In short, she used her extraordinary imagination to reverse the cruel reality and form a parallel universe. In this independent space where others can't intervene, she and Alex freely traveled through the vague time and space after two years, sneaked into each other's hearts in public, danced warm dances in privacy, and they knew each other and fell in love. Step by step, from the unfamiliar to the familiar, from the pain of death to the joy of rebirth. However, the reality is still cruel. When the dance ended and the two kissed, their couples interrupted their rare moment of intimacy.
The plot of the film is interspersed with reality and reality, time and space flow freely, and it is difficult to distinguish which is real and which is fantasy. In fact, the most critical distinguishing factor is Morgan, Kate's real boyfriend. If he shows up and doesn't actually make contact with Alex, then the plot is disconnected from the reality of the entire film. This part is real Kate's real life.
Summarizing these lives, we will find that Kate has a sad past and real life is very unsatisfactory. Morgan is a step-by-step, not romantic person at all. His life is hard, difficult, and boring. Kate's marriage to him has fallen into a fixed life trajectory. From the beginning to the end. There is no surprise or surprise in life since then. The non-human being married just happened to catch up with the mid-life crisis again. The wildest move in her life was to run away with her first love, but the ending was endlessly sad.
Stranger Alex does die in a car accident, yet she rebuilds a new world through him and elopes again. This time her father couldn't interfere, and she also saved her bleak life and Alex's lonely soul.
PS:
1. Halfway through the film, I guessed that one of the people between Kate and Alex must have died. About 3/5, I guess it was Alex.

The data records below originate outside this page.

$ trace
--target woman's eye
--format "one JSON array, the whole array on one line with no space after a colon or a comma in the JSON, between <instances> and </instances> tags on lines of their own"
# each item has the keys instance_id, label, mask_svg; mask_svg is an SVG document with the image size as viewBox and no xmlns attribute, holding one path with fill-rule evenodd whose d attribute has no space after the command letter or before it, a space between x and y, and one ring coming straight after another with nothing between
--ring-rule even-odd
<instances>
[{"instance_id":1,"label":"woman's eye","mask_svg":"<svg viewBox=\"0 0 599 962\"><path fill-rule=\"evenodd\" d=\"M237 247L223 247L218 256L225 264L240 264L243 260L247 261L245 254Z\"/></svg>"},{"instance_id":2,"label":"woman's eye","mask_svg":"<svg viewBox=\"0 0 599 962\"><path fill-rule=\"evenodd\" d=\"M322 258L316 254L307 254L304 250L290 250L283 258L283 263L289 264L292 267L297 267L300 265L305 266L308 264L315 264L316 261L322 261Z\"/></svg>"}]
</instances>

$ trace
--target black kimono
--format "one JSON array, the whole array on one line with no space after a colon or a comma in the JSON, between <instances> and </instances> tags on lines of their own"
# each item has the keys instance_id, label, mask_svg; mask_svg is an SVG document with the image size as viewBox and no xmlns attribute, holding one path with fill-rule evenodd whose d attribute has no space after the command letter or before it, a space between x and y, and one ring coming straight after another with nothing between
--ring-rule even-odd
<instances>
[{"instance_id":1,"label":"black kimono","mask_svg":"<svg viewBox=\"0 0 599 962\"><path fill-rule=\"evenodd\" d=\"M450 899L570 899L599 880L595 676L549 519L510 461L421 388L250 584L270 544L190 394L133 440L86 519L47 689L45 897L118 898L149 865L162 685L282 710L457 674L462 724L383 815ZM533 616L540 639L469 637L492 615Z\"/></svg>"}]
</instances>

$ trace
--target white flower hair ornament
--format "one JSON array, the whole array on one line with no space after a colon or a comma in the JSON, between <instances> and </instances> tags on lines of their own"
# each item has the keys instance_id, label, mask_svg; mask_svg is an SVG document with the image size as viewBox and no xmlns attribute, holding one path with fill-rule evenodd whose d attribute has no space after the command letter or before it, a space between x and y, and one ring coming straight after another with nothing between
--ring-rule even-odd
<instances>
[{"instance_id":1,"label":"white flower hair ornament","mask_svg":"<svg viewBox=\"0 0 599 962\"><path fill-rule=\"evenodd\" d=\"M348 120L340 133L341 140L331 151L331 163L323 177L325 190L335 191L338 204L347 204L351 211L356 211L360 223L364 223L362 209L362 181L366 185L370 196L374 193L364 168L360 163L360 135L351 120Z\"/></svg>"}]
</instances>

Near the end, I guess she and Morgan found Alex's brother's renovation company. Oh yeah!
2. After watching Gravity, I was a little bit obsessed with Sandra Bullock and found a lot of her movies. "Gravity" is a political film, and the beautiful outer space can't hide the United States' attempt to join hands with China to contain Russia. This is at least the attitude of the screenwriter, or the director, or the producer. After World War II, the U.S. policy changed from uniting China to contain Japan to uniting Japan to contain China, and then uniting China to contain the Soviet Union, but it never united the Soviet Union or Russia to contain China. If the U.S. government shares this attitude, I believe it is not a stopgap measure, but a prudent policy toward a broad and long-term future.